A assinatura do termo
de parceria reuniu o vice-presidente de agronegócios
do Banco do Brasil, Luis Carlos Guedes Pinto, o
vice-presidente da Ocesp, Maurício Miarelli, além de
superintendentes e gerentes do banco e presidentes
de cooperativas paulistas do ramo agropecuário.
Representando a Coopermota esteve presente seu
vice-presidente, Wadih Kotait Neto.
O termo de parceria foi
apresentado pelo superintendente de agronegócios do
Banco do Brasil em São Paulo, Almir Ferreira
Alexandre. O executivo ressaltou que o protocolo
anterior entre a Ocesp e o Banco do Brasil era
restrito à liberação de crédito. “Desta vez a
parceria foi incrementada com a capacitação das
cooperativas e gerentes do banco, os instrumentos de
garantia de preços dos produtos e a criação de um
comitê permanente para a gestão de relacionamento
entre o BB e as cooperativas”, salientou.
A expectativa da
organização é de aumentar em até 50% no volume de
recursos que chegarão aos cooperados.
Outra iniciativa que
será adotada por meio da parceria é a implantação
pelo banco do Canal Facilitador de Crédito nas
cooperativas interessadas. O principal benefício
deste instrumento é viabilizar o acolhimento de
propostas de financiamentos rurais com recursos do
Pronaf nas dependências de entidades parceiras,
mediante troca de arquivos, agilizando a contratação
de operações de crédito rural.
Para o vice-presidente
da Ocesp, Maurício Miarelli, o acordo é um passo
importante no fortalecimento do agronegócio
paulista. “Esperamos que essa parceria renda bons
frutos e que possamos ter instrumentos melhores a
cada nova safra”, destacou.
Nova Política
Ainda durante a reunião
o vice-presidente do banco, Luis Carlos Guedes
Pinto, comentou sobre as perspectivas para a
agricultura brasileira e mudanças necessárias na
política agrícola.

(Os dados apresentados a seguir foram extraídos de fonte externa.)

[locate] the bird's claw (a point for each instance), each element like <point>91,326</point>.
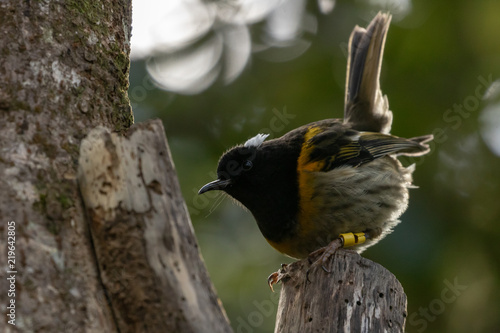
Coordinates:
<point>276,277</point>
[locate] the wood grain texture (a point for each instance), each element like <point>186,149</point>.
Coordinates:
<point>357,295</point>
<point>150,265</point>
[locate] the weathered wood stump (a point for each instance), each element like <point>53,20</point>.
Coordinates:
<point>357,295</point>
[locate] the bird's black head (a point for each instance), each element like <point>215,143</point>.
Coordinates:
<point>237,168</point>
<point>263,177</point>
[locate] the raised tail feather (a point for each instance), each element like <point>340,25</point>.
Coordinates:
<point>366,109</point>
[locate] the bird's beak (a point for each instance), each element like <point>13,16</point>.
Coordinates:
<point>218,184</point>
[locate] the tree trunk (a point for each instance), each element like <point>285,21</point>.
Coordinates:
<point>145,245</point>
<point>357,295</point>
<point>64,71</point>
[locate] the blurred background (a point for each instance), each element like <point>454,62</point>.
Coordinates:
<point>219,72</point>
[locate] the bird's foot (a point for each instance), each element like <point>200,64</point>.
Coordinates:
<point>276,276</point>
<point>344,240</point>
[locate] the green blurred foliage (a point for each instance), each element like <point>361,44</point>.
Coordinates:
<point>433,59</point>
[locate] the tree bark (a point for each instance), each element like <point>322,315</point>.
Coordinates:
<point>64,71</point>
<point>147,253</point>
<point>357,295</point>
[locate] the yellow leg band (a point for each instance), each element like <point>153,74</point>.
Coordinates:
<point>351,239</point>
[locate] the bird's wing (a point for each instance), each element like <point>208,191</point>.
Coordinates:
<point>366,109</point>
<point>336,146</point>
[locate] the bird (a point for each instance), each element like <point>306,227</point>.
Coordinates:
<point>332,183</point>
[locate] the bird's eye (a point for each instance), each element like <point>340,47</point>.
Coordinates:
<point>247,165</point>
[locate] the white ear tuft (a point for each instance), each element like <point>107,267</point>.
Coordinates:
<point>256,141</point>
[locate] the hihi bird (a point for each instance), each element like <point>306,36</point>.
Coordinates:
<point>332,183</point>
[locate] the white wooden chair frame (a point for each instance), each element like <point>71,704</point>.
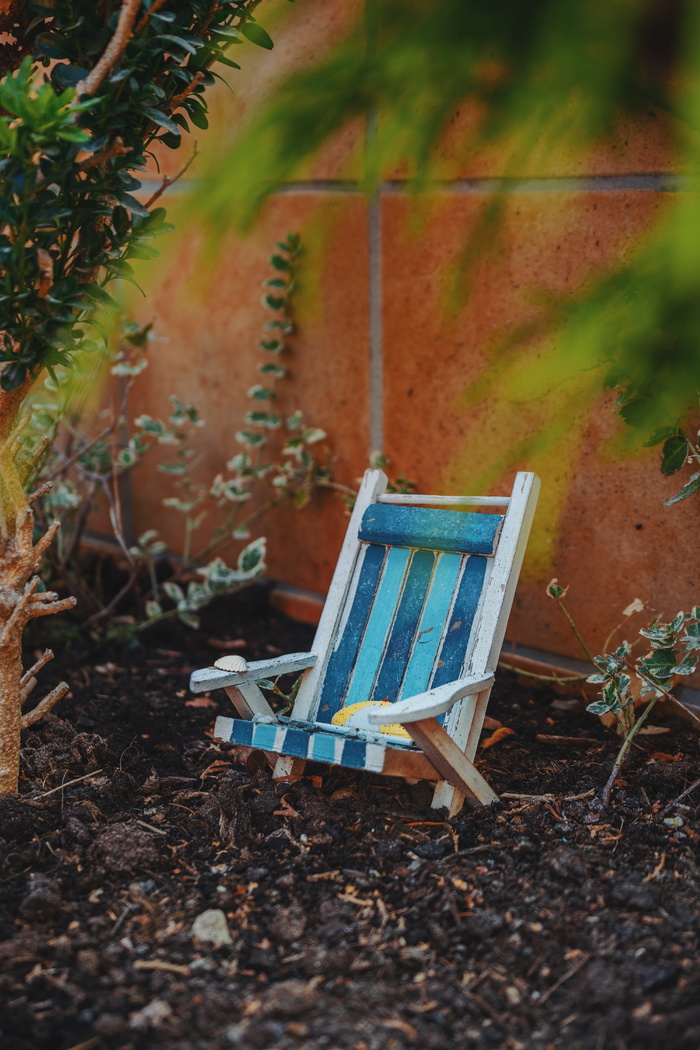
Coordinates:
<point>443,753</point>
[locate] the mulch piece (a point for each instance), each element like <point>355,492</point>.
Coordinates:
<point>176,898</point>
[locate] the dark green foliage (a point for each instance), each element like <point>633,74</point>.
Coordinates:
<point>70,221</point>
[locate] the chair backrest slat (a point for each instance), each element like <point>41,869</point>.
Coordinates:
<point>432,626</point>
<point>461,621</point>
<point>342,659</point>
<point>467,532</point>
<point>381,620</point>
<point>400,641</point>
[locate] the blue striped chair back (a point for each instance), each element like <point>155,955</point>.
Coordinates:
<point>411,605</point>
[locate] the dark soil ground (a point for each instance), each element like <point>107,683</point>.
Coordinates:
<point>355,916</point>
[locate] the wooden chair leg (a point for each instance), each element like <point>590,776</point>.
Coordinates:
<point>446,797</point>
<point>450,761</point>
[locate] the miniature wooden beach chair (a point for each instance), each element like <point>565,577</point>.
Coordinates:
<point>401,669</point>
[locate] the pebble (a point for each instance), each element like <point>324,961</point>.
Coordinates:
<point>211,927</point>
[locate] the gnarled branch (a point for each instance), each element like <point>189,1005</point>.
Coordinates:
<point>113,49</point>
<point>45,705</point>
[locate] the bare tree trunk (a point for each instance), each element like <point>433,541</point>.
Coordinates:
<point>20,597</point>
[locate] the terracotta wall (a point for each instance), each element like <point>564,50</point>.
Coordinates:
<point>378,361</point>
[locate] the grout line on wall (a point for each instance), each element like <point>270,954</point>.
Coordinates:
<point>375,320</point>
<point>656,183</point>
<point>376,328</point>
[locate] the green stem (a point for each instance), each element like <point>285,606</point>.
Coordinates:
<point>575,630</point>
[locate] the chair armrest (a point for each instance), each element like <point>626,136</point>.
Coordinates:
<point>213,677</point>
<point>431,704</point>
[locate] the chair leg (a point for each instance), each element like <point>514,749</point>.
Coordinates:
<point>448,759</point>
<point>287,765</point>
<point>448,798</point>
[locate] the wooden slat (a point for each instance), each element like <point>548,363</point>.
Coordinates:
<point>374,484</point>
<point>461,621</point>
<point>404,627</point>
<point>381,618</point>
<point>445,501</point>
<point>505,570</point>
<point>432,529</point>
<point>451,762</point>
<point>344,656</point>
<point>249,700</point>
<point>213,677</point>
<point>432,625</point>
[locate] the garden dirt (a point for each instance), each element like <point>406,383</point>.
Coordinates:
<point>158,890</point>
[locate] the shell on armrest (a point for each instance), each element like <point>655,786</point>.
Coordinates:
<point>214,677</point>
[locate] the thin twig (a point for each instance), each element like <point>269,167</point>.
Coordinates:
<point>48,608</point>
<point>18,612</point>
<point>44,705</point>
<point>575,630</point>
<point>683,794</point>
<point>169,180</point>
<point>178,99</point>
<point>113,50</point>
<point>565,977</point>
<point>543,677</point>
<point>70,782</point>
<point>38,492</point>
<point>114,148</point>
<point>36,668</point>
<point>143,22</point>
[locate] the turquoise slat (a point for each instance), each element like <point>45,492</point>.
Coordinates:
<point>461,622</point>
<point>452,530</point>
<point>405,624</point>
<point>263,737</point>
<point>432,623</point>
<point>342,659</point>
<point>323,748</point>
<point>374,642</point>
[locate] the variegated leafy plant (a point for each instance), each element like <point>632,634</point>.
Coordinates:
<point>85,468</point>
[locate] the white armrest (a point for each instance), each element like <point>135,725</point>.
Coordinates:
<point>431,704</point>
<point>213,677</point>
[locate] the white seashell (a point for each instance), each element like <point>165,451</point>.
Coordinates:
<point>236,664</point>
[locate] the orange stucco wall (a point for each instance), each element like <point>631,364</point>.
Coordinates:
<point>379,357</point>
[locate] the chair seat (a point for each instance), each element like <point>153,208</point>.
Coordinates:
<point>313,740</point>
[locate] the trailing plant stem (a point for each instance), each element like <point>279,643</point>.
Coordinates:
<point>621,754</point>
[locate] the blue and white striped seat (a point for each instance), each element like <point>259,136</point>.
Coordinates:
<point>415,616</point>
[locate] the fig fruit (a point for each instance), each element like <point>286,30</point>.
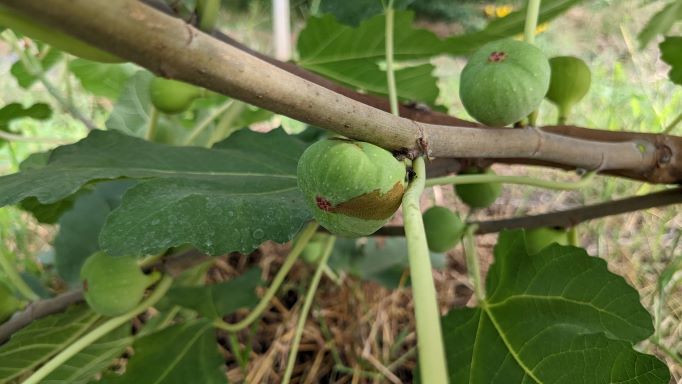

Os líderes cooperativistas
mostraram preocupação com a conjuntura atual e
ressaltaram o momento delicado para os produtores.
“Vocês têm razão nas críticas e preocupações. Os
produtores são o elo mais fraco da cadeia do
agronegócio e precisam se organizar para cobrar do
poder público políticas mais adequadas às suas
necessidades. Nesse sentido, o associativismo e o
cooperativismo são ferramentas fundamentais”,
comentou Guedes.
O executivo também
salientou que é necessário alterar a política de
crédito para a agricultura. “Esta crise mostra, de
maneira dramática, que é necessário aprimorar as
políticas de crédito. O objetivo central deve ser a
estabilidade da renda, com mecanismos de proteção
como o seguro rural e o seguro de renda, por meio
das operações de mercados futuros”, salientou.